Tiba-tiba saya melihat suasana seperti ini sungguh traumatik bagi kelompok muslim yang saya sebut di atas. Tentu saja mereka lantas memisahkan diri — padahal kelompok umum mahasiswa Indonesia keseluruhan itu sendiri sudah merupakan kolonisasi tersendiri yang integritasnya kecil terradap kehidupan masyarakat setempat. °

Saya lantas bisa lebih memahami gejala itu. Tetapi harapan yang muncul ialah keinginan agar kelompok muslimin itu bersedia melihat kecenderungan itu sebagai rahmat, meskipun berupa tantangan. Tidak saja untuk makin memperdalam Islam karena selama ini mereka tidak siap merumuskan jawaban-jawaban Islam bagi problem Indonesia, tetapi juga harus disyukuri bahwa mereka bisa tahu kelak kecenderungan itu akan dibawa pulang ke Indonesia dan akan menjadi tantangan di masa datang.

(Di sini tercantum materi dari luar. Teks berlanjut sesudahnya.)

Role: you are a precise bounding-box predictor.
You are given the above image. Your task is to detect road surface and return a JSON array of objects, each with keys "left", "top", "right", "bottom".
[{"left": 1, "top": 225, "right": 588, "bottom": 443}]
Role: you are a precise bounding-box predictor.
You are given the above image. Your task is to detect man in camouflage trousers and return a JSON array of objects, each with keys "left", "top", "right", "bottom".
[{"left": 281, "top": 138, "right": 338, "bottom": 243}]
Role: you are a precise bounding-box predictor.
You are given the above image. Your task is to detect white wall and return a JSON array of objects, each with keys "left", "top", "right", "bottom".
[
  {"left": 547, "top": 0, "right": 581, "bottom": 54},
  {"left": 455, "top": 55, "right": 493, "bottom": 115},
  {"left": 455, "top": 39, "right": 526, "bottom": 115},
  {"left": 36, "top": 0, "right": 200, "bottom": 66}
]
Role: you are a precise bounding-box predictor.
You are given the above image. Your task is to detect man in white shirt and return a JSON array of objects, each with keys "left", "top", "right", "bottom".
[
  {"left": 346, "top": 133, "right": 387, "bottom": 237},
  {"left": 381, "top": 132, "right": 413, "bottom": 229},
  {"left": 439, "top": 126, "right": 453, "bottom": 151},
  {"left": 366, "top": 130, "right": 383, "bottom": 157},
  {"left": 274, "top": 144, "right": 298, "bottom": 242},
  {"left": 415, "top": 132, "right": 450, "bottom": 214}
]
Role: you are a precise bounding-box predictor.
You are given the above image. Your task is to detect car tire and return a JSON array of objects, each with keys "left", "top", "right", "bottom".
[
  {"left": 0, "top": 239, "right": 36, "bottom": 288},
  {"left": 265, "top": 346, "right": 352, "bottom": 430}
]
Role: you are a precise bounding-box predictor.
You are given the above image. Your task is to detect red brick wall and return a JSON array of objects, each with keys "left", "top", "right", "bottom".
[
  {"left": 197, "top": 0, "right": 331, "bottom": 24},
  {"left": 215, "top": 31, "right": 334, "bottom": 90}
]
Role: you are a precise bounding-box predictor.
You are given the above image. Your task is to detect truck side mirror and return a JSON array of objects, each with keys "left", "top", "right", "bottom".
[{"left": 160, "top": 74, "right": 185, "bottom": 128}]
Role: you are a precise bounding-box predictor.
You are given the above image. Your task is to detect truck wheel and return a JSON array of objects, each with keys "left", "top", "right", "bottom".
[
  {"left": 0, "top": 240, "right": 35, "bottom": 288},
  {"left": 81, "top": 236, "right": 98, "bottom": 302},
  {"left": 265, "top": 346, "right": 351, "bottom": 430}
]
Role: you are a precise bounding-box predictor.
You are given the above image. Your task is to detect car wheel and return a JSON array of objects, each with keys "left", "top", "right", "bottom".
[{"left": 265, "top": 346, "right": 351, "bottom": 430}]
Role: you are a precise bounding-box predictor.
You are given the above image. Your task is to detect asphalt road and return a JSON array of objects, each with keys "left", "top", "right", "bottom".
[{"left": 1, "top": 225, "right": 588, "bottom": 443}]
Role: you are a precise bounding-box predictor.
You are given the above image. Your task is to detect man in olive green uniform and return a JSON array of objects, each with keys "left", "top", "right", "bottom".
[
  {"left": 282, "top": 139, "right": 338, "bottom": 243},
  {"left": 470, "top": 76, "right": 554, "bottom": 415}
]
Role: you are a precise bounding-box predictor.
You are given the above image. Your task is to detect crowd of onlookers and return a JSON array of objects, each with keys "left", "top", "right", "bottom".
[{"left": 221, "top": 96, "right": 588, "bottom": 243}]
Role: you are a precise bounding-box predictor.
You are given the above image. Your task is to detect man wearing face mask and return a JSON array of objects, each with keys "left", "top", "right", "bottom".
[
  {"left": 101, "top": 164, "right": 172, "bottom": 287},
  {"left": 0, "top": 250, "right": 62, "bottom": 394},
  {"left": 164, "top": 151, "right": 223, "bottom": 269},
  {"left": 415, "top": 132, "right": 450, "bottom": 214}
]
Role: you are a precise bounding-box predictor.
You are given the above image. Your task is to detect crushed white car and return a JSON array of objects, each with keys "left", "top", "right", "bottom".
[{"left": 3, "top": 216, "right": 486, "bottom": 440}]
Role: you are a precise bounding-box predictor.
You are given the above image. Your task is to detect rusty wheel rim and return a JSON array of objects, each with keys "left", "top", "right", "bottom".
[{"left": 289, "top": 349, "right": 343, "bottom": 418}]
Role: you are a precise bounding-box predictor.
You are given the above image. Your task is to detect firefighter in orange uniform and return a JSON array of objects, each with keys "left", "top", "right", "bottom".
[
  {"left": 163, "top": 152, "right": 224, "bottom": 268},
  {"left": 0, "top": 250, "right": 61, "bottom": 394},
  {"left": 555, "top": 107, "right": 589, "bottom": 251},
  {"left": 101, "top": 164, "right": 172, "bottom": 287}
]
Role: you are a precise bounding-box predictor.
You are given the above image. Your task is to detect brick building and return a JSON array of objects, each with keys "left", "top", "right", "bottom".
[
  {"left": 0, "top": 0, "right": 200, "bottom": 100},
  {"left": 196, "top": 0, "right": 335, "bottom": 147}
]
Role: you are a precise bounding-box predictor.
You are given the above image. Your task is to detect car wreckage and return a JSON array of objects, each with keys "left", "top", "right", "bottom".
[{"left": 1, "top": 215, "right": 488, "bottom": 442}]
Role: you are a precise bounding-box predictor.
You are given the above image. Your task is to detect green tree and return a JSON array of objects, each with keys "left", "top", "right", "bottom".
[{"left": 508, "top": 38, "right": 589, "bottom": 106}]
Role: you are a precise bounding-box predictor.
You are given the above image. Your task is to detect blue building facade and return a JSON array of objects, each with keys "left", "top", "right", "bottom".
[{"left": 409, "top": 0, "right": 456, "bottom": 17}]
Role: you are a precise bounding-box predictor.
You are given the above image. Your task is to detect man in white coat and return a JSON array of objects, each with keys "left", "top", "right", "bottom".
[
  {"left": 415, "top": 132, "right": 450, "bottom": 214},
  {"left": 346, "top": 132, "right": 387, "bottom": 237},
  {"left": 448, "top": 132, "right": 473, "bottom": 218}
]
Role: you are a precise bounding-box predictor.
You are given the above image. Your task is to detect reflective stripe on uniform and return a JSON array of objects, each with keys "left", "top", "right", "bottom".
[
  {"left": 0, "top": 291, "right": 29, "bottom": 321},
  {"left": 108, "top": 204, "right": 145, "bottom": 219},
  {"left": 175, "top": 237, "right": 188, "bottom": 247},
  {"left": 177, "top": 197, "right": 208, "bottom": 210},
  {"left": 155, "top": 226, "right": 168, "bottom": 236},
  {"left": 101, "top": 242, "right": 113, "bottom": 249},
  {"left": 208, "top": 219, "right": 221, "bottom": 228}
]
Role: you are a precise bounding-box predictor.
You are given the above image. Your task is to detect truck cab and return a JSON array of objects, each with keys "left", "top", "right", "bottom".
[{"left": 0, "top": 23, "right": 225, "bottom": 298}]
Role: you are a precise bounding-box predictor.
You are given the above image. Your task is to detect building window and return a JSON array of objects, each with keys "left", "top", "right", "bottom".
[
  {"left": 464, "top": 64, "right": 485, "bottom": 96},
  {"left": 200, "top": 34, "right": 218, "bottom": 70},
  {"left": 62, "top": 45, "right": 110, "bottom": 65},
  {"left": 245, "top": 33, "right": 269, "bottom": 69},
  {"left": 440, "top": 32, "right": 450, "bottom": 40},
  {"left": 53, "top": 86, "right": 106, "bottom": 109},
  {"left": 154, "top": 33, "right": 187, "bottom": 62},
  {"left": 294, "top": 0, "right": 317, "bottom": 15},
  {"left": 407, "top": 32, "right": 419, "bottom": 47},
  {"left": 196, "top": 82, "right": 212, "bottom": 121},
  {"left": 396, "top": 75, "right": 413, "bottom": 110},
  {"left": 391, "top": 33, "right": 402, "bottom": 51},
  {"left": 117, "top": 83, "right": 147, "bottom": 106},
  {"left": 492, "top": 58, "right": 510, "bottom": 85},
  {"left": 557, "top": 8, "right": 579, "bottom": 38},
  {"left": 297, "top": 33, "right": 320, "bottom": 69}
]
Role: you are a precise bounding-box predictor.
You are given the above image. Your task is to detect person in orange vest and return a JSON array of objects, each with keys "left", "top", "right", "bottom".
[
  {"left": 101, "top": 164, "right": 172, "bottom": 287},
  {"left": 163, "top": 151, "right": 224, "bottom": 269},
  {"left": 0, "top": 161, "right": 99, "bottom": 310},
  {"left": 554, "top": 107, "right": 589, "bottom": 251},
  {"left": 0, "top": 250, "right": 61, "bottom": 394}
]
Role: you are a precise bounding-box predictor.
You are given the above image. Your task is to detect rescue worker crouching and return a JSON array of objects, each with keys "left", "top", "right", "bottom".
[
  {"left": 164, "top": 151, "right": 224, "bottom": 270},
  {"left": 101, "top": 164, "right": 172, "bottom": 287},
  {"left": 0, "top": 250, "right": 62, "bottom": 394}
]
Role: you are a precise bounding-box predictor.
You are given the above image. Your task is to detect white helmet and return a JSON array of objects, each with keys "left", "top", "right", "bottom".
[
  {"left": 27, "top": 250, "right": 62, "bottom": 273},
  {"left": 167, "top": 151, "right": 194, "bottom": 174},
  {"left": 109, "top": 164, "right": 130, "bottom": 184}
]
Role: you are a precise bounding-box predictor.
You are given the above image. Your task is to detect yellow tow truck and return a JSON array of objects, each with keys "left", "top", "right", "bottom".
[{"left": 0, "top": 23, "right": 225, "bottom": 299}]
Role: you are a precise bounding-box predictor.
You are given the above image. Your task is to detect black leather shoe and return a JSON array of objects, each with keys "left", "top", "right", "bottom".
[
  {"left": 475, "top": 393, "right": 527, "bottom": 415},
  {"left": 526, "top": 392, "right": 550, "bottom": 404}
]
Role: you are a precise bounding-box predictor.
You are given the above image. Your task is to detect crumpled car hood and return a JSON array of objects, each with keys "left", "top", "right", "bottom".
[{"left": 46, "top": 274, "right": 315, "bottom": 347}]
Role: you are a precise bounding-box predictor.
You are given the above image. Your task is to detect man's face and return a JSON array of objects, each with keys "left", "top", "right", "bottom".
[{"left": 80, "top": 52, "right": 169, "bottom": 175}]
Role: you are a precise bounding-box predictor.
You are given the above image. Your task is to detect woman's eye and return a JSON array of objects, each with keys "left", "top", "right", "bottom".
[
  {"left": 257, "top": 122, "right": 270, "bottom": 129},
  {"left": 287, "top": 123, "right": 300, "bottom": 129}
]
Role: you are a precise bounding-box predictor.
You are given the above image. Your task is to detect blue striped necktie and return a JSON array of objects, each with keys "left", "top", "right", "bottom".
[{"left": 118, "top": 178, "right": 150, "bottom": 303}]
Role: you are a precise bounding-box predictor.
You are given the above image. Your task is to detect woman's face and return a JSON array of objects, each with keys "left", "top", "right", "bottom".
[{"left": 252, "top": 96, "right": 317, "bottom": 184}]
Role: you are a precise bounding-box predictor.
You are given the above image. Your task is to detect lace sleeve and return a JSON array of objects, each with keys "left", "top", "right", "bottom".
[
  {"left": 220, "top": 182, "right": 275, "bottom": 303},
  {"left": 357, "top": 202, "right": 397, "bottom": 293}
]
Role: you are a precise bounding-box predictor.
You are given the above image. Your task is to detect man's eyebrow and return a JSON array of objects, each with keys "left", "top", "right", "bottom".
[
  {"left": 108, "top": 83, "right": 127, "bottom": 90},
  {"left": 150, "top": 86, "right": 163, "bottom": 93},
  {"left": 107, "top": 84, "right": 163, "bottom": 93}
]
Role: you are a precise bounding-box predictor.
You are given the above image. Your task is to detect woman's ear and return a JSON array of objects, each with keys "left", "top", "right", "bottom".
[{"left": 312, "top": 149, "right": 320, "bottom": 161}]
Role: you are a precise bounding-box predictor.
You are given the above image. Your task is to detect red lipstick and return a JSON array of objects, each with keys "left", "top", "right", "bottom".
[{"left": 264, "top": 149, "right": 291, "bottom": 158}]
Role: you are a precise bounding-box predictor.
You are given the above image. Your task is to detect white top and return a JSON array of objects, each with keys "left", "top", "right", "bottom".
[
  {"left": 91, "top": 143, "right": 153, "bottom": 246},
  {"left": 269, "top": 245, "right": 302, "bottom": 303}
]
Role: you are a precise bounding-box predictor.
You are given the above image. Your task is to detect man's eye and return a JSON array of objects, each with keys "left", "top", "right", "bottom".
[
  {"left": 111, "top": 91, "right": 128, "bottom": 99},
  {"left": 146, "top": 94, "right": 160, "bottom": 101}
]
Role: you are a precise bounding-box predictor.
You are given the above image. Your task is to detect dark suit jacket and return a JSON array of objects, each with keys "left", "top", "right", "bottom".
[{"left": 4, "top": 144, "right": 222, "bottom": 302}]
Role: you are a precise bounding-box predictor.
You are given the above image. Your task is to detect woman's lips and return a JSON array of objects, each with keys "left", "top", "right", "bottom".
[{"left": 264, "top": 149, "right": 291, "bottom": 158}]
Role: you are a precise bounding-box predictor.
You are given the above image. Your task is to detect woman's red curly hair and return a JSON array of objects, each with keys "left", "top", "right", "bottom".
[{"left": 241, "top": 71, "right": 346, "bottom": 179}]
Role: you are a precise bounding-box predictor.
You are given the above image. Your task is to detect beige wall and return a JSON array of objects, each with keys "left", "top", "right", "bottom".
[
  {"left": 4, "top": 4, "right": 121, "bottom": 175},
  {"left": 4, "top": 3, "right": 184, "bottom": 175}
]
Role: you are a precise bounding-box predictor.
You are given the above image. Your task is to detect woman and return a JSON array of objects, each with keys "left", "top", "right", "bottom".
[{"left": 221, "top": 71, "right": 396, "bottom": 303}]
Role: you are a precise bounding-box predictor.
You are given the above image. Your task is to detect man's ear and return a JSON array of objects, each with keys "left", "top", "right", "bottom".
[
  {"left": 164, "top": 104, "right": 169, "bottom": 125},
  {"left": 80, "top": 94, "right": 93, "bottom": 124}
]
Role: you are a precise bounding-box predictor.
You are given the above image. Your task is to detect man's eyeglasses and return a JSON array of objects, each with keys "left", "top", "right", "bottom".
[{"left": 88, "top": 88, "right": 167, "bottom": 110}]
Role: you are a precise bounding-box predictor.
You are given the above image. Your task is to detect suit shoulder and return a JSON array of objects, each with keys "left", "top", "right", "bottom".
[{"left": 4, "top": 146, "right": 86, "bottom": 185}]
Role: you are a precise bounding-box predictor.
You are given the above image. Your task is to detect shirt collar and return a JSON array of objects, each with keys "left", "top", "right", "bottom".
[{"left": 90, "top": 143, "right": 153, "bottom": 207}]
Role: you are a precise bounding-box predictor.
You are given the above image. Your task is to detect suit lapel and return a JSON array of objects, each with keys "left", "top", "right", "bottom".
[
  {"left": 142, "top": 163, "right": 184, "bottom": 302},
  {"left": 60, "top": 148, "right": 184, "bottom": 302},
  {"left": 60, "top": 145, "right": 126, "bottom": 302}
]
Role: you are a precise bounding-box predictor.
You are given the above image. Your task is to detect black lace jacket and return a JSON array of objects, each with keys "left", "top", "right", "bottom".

Cuma sayang seribu sayang mayoritas anggota  kelompok ini adalah mahasiswa-mahasiswa teknik atau bidang-bidang teknokrasi lain,yang lebih banyak menyiapkan diri untuk pulang ke tanah air menjadi engineer atau teknokrat. Padahal Islam dan rakyat Indonesia membutuhkan sesuatu yang lebih mendasar.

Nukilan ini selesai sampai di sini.